Vendors, distributors, resellers and end users all stand to benefit from an integrated e-commerce solution, developed by a South African company, which promises to change the way the supply chain works in the IT channel.

improWeb is making its e-commerce gateway available commercially, and MD Henno Marais believes it will strike a chord with distributors and resellers battling to maximise their business opportunities in the current economic downturn.
The system integrates a distributor's back-end pricing and logistics systems with a reseller's front-end database to completely automate the processes usually involved in quoting, checking stockholding, ordering, paying and delivery.
The system is modular, so portions could be implemented depending on a company's specific needs – but its true value lies in its end-to-end integration, Marais says.
It starts with a distributor's back-end systems – the price lists, inventory and logistics.
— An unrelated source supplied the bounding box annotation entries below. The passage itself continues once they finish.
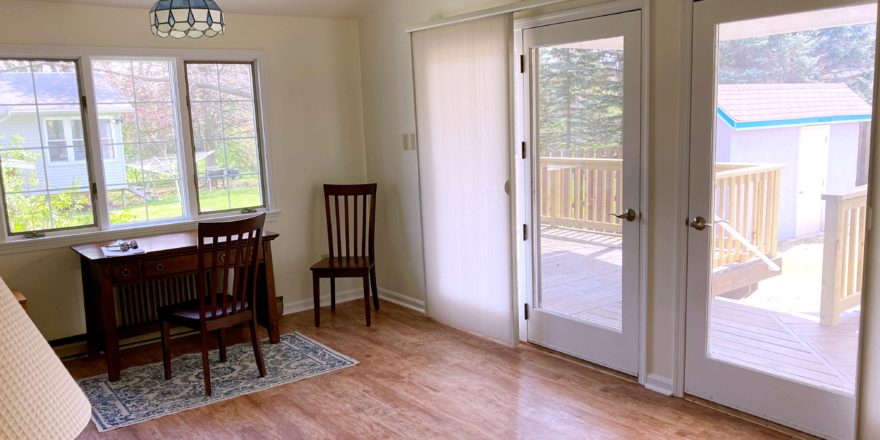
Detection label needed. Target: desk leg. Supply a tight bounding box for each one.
[100,264,120,382]
[260,241,281,344]
[79,257,102,358]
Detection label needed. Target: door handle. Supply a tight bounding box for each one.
[608,208,639,222]
[688,215,712,231]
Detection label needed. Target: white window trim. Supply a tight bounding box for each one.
[0,45,280,255]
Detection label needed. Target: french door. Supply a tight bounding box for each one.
[523,11,642,375]
[685,0,877,439]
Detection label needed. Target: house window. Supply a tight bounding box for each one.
[0,59,96,234]
[186,62,265,213]
[0,54,269,243]
[45,118,86,163]
[46,119,70,162]
[92,59,185,225]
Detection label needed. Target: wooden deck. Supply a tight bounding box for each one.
[541,228,859,393]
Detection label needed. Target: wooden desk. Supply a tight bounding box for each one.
[71,231,280,381]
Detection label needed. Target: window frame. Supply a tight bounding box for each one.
[0,58,99,242]
[0,44,280,251]
[183,60,268,215]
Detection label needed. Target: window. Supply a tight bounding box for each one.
[186,63,265,212]
[92,59,184,225]
[0,59,96,234]
[0,56,267,242]
[45,118,86,163]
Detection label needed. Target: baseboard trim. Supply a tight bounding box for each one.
[284,287,425,315]
[379,287,426,314]
[645,374,674,396]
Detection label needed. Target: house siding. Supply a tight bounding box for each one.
[0,114,126,191]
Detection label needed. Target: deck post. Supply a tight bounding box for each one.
[819,194,843,326]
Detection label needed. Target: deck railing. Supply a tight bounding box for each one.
[538,157,623,233]
[538,157,782,267]
[819,187,868,325]
[713,163,782,268]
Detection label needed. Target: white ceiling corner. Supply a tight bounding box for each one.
[31,0,375,18]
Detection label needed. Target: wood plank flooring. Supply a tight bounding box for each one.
[541,227,859,393]
[66,301,790,439]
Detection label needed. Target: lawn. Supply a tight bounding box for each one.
[108,186,262,224]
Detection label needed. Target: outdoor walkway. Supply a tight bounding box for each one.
[541,228,859,392]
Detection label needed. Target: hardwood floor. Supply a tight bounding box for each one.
[66,301,789,439]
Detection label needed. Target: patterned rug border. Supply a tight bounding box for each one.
[76,332,360,433]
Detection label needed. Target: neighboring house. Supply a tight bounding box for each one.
[715,83,871,241]
[0,72,134,190]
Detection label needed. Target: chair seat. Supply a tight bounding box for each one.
[311,257,375,270]
[159,296,241,322]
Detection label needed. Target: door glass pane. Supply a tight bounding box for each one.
[707,6,876,393]
[534,37,625,331]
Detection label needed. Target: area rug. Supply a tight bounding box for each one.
[78,333,358,432]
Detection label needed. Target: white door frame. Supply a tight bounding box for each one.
[673,0,868,434]
[514,0,648,384]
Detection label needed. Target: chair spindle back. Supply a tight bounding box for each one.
[197,214,266,321]
[324,183,377,260]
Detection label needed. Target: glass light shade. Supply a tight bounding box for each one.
[150,0,226,38]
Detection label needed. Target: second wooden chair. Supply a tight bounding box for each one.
[311,183,379,327]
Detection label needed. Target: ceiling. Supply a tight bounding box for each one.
[32,0,373,18]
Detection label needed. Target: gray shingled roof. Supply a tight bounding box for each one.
[0,72,128,106]
[718,83,871,127]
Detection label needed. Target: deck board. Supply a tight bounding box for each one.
[540,227,859,392]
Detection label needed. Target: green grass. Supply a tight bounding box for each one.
[110,186,262,224]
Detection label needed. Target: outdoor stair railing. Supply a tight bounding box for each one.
[819,186,868,326]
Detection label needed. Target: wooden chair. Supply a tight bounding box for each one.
[159,214,266,396]
[311,183,379,327]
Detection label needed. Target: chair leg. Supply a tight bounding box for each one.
[364,276,370,327]
[201,329,211,396]
[370,267,379,311]
[217,328,226,362]
[248,318,266,377]
[330,277,336,311]
[162,321,171,380]
[312,272,321,327]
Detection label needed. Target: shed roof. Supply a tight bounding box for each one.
[718,83,871,129]
[0,72,128,107]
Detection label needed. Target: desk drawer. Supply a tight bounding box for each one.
[144,255,198,278]
[111,261,141,283]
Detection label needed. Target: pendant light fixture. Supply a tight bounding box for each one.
[150,0,226,38]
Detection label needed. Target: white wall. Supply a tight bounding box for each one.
[359,0,686,379]
[0,0,368,339]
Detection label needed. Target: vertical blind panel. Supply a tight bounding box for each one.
[412,14,513,343]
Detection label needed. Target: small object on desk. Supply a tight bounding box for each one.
[101,240,147,258]
[11,289,27,310]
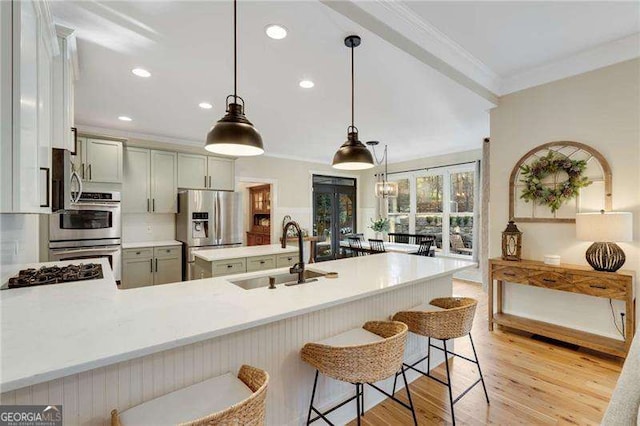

Once these are fully automated and integrated, it aids the distrbutor with quoting, stockholding queries, ordering, stock-picking and delivery/collections.
Because resellers can perform most of these tasks themselves, querying the system on pricing and stock-holding, then placing an order and paying online, invoices, picking lists and delivery or collection notes can be generated automatically.
This greatly reduces the amount of time and manpower required by both distributor and resellers, while consideraby speeding the process.
The next step in the supply chain comes in when resellers integrate their own Web presences to the distributor's back-end systems.
The reseller's Web site has its own branding and user interface, but the information displayed is dynamic.
This means the customers can query the reseller's site for products – which would only be displayed if the distributor had them in stock – then generate his own quotation. The customer could then pay, either online or by account, and click to place the order. This is ordered directly on to the distributor's system, and a picking note is generated automatically.
The system takes care of all paperwork and payments.
improWeb can close the loop by having orders picked up from the distrbutor and delivered to the customer.
"We intend to become the e-commerce gateway for the IT industry," Marais says.
Nay-sayers who believe that e-commerce isn't a viable option in the local market don't have to look far to find compelling evidence to change their minds, he adds.
One car is sold every minute on eBay – and online sales accounted for 44% of all computers sold last year.
"There are 250-million people on Facebook and MySpace, making it the equivalent of the fourth-biggest country in the world. And there are 900 000 people in the South African Facebook community – the sixth-largest such community in the world."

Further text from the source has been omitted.